The course will proceed through 10 lessons, representing the 10 Big Ideas that you can learn by studying anthropology.  Laid out together in sequence they read almost like a manifesto:

  1. People are different. These differences represent the vast range of human potential and possibility. Our assumptions, beliefs, values, ideas, ideals – even our abilities – are largely a product of our culture.
  2. We can respond to such differences with hate or ignorance, or we can choose to open up to them and ask questions we have never considered before.
  3. When we open up to such questions, we put ourselves in touch with our higher nature. It was asking questions, making connections, and trying new things that brought us down from the trees, and took us to the moon.
  4. It is not easy to see our assumptions.
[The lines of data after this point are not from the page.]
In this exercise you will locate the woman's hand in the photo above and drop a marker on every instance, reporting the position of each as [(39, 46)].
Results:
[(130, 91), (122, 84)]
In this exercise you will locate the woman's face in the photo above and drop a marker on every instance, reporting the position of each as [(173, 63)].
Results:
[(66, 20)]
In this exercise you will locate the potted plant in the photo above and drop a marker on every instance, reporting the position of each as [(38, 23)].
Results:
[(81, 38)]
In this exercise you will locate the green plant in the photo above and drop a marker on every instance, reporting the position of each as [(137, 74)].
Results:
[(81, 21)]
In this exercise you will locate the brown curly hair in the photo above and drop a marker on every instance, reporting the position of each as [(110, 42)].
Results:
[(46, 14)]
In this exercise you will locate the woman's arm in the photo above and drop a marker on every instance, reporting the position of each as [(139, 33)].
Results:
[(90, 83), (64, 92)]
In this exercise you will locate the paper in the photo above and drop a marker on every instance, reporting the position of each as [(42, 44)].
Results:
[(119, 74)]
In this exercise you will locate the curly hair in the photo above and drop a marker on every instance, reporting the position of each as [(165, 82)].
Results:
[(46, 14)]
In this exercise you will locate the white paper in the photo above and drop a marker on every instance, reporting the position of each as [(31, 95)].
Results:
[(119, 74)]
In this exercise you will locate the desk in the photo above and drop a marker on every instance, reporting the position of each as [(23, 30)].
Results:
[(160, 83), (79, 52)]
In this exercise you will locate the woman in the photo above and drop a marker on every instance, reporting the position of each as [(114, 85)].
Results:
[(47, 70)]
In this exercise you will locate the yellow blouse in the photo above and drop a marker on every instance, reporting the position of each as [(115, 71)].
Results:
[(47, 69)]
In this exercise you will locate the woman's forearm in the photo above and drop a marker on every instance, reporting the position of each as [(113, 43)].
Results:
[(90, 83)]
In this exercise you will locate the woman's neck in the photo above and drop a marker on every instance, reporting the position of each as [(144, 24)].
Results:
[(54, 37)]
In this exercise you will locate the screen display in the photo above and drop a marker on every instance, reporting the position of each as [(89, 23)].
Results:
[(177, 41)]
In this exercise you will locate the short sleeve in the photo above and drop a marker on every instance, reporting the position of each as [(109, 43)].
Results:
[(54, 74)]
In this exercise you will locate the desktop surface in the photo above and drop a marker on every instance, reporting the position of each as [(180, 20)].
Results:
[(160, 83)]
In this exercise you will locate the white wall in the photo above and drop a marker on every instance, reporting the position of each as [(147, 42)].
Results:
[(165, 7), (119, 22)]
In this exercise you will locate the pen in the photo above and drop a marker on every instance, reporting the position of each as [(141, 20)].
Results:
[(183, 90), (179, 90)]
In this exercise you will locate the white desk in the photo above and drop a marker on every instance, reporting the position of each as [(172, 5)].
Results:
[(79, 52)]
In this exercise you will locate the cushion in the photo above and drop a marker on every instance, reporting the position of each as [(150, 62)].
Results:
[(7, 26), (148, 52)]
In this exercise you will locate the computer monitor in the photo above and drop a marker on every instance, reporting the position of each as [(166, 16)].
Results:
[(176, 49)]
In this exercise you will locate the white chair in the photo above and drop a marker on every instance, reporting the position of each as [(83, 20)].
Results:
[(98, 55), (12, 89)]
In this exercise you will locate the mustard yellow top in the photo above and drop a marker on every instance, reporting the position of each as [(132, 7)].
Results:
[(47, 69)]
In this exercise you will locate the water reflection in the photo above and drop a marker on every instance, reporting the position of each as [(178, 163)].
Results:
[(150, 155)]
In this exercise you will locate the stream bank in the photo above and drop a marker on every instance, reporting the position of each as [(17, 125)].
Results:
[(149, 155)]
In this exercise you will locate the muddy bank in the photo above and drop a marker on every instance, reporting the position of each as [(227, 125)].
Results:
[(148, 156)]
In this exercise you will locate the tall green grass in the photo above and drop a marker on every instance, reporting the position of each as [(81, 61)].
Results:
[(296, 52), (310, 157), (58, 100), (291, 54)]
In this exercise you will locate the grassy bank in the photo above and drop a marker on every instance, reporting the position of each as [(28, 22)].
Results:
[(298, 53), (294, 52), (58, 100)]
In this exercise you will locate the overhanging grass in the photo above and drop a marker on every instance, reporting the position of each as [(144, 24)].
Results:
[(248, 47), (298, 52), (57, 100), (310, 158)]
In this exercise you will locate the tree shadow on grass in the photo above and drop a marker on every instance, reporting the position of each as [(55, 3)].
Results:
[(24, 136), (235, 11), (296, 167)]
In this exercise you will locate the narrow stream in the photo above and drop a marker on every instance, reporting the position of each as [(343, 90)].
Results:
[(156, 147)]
Our most basic assumptions are embedded in the basic elements of our everyday lives (our language, our routines and habits, our technologies).
  5. “We create our tools and then our tools create us.”
  6. Most of what we take as “reality” is a cultural construction (“real”-ized through our unseen, unexamined assumptions of what is right, true, or possible.)
  7. We fail to examine our assumptions not just because they are hard to see, but also because they are safe and comfortable. They allow us to live with the flattering illusion that “I am the center of the universe, and what matters are my immediate needs and desires.”
  8. Our failure to move beyond such a view has led to the tragedy of our times: that we are more connected than ever, yet feel and act more disconnected.
  9. Memorizing these ideas is easy. Living them takes a lifetime of practice. Fortunately the heroes of all time have walked before us. They show us the path.
  10. They show us that collectively, we make the world. Understanding how we make the world – how it could be made or understood differently – is the road toward realizing our full human potential. It is the road to true freedom.

Each lesson concludes with a challenge that will allow you to “live your way” into this new way of thinking.   You will talk to strangers, do fieldwork, get comfortable with the uncomfortable, try new things, break habits, reach out across great distances to discover how you are connected to other people all over the planet, encounter and come to appreciate people radically different from you, and ultimately come back home to see yourself as a new kind of person, a hero in your own way, ready to be the best human you can be.

You do not have to journey alone.  Share your challenges and progress with others on Instagram or join in the official course to watch lectures and documentaries, and to join in on class discussions.  This course is designed to be a place to ask questions, make connections, and try new things.  It’s a place to practice the art of being human.